1

The code below extracts the text from a PDF correctly via ITextSharp in many instances.

                using (var pdfReader = new PdfReader(filename))
                {
                    ITextExtractionStrategy strategy = new SimpleTextExtractionStrategy();
                    var currentText = PdfTextExtractor.GetTextFromPage(
                        pdfReader,
                        1,
                        strategy);

                    currentText =
                        Encoding.UTF8.GetString(Encoding.Convert(
                            Encoding.Default,
                            Encoding.UTF8,
                            Encoding.Default.GetBytes(currentText)));

                    Console.WriteLine(currentText);
                }

However, in the case of this PDF I get the following instead of text: "\u0001\u0002\u0003\u0004\u0005\u0006\a\b\t\a\u0001\u0002\u0003\u0004\u0005\u0006\u0003"

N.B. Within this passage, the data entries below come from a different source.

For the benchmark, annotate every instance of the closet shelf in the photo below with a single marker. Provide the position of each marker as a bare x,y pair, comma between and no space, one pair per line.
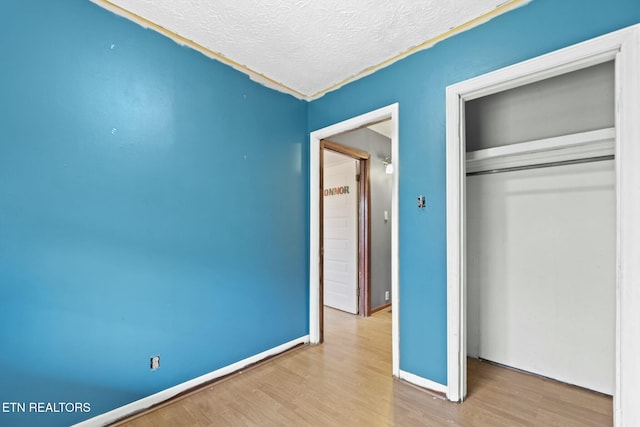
585,145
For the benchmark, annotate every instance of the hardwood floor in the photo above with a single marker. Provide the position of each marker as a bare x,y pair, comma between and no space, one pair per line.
347,382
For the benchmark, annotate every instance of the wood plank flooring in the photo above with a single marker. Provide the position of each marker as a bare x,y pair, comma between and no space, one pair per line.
347,382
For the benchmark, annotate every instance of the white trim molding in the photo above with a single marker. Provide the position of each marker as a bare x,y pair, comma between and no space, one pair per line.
164,395
422,382
384,113
623,47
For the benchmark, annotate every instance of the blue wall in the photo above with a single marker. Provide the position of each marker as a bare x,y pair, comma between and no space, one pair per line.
152,202
418,83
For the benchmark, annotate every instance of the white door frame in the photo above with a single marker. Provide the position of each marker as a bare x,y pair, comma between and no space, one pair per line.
389,112
624,47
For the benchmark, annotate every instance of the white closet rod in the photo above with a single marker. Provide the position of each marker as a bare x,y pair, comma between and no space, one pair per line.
542,165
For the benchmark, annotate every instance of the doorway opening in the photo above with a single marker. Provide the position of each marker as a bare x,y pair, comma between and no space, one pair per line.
318,142
345,206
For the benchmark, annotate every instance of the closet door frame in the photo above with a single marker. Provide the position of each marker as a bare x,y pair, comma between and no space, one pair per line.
623,47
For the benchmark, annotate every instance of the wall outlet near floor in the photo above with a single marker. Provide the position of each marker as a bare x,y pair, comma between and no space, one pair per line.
154,363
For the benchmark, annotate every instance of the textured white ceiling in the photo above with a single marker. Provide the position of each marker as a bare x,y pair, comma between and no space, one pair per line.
308,46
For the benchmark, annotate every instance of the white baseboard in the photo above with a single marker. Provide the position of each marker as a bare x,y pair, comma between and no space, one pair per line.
164,395
422,382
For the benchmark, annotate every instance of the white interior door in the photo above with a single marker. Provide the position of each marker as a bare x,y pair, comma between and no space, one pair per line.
340,232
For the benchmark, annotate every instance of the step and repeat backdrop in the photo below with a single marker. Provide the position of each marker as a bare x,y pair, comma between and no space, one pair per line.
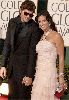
8,10
59,10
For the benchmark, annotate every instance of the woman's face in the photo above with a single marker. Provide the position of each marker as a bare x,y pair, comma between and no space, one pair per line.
43,23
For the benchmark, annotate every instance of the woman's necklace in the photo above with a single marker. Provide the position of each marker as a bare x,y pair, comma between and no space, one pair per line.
46,34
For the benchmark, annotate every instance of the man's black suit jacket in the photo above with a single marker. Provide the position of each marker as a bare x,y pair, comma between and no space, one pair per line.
21,57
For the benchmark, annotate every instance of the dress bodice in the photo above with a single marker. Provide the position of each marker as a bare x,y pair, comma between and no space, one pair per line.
47,50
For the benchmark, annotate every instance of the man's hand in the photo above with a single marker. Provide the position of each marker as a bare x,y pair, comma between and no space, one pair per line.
27,81
3,72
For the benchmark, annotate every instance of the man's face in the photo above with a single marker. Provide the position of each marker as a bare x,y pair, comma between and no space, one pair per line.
26,15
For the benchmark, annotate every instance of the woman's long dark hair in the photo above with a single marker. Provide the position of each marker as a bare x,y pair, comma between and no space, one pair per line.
48,18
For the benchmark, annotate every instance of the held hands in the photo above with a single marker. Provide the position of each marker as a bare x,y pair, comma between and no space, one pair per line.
27,81
3,72
62,82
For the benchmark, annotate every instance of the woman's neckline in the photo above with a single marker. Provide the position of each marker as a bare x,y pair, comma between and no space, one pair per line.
46,34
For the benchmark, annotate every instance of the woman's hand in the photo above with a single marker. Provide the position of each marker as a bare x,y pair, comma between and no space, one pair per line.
62,82
3,72
27,81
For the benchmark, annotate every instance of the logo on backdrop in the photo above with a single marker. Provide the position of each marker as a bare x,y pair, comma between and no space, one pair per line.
59,10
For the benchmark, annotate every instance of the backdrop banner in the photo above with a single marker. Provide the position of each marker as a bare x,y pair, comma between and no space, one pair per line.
59,10
8,10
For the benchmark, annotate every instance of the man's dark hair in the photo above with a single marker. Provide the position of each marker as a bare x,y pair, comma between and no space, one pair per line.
28,4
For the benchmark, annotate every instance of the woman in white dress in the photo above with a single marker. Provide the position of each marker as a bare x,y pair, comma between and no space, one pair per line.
48,48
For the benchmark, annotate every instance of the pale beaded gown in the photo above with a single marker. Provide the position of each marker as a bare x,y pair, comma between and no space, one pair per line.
45,81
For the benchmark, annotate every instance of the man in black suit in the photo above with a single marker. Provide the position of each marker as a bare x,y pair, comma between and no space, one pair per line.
19,54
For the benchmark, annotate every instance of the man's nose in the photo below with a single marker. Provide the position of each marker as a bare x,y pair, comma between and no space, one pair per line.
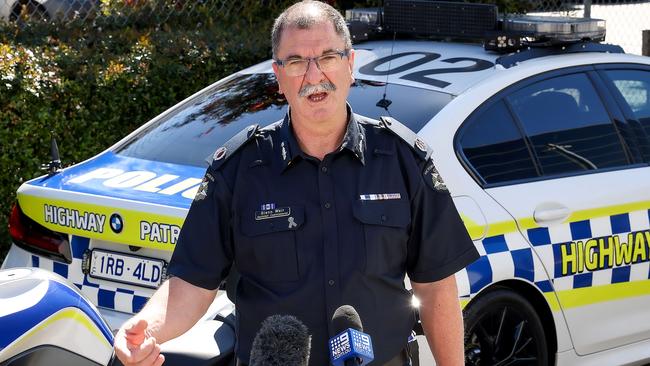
313,75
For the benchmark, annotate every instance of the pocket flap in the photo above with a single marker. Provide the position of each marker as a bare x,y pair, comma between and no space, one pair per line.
395,213
268,221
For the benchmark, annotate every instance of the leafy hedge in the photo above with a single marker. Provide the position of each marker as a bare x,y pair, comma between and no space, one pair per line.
93,83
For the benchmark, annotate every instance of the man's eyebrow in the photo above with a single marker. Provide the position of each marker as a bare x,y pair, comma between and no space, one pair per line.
327,51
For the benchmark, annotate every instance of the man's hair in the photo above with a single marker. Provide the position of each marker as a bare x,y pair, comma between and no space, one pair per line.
306,14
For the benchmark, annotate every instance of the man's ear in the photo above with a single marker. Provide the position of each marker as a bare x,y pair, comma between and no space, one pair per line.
351,65
276,71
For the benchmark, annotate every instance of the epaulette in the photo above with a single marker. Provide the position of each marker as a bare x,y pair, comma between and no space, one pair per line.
231,146
411,138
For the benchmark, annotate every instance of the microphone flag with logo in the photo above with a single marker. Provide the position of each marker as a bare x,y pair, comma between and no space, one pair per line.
350,346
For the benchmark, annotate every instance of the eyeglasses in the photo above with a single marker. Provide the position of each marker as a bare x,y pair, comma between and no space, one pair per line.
330,61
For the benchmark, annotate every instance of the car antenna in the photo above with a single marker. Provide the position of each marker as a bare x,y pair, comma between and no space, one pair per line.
54,166
384,103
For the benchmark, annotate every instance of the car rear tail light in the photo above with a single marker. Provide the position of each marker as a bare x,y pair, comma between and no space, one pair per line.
29,235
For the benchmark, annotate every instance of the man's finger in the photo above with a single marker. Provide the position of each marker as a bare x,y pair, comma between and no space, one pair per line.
143,351
151,358
159,360
135,333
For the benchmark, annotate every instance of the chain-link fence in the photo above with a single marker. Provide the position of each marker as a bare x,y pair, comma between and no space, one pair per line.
625,19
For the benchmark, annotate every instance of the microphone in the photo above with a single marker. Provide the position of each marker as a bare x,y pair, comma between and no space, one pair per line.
282,340
351,346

I have tried different encodings and even PDFBox but still failed to decode the PDF correctly. Any ideas on how to solve the issue?

Joe
  • 221
  • 2
  • 11
  • 2
    Although this probably won't fix your problem, completely remove the `currentText = Encoding...` line [because it doesn't do what you think it does](http://stackoverflow.com/a/10191879/231316) – Chris Haas Nov 03 '15 at 14:06
  • I have read your prior work on it thank you @ChrisHaas. I decided to include it in this post since in all the previous IText questions it was normally offered as the first solution. Just my luck that you actually looked at this question! – Joe Nov 03 '15 at 14:25
  • 1
    I don't answer every question (I do have a day job ;) ) but I at least read every one! – Chris Haas Nov 03 '15 at 21:41

2 Answers2

3

Extracting the text nonetheless

@Bruno's answer is the answer one should give here, the PDF clearly does not provide the information required to allow proper text extraction according to section 9.10 Extraction of Text Content of the PDF specification ISO 32000-1...

But there actually is a slightly evil way to extract the text from the PDF at hand nonetheless!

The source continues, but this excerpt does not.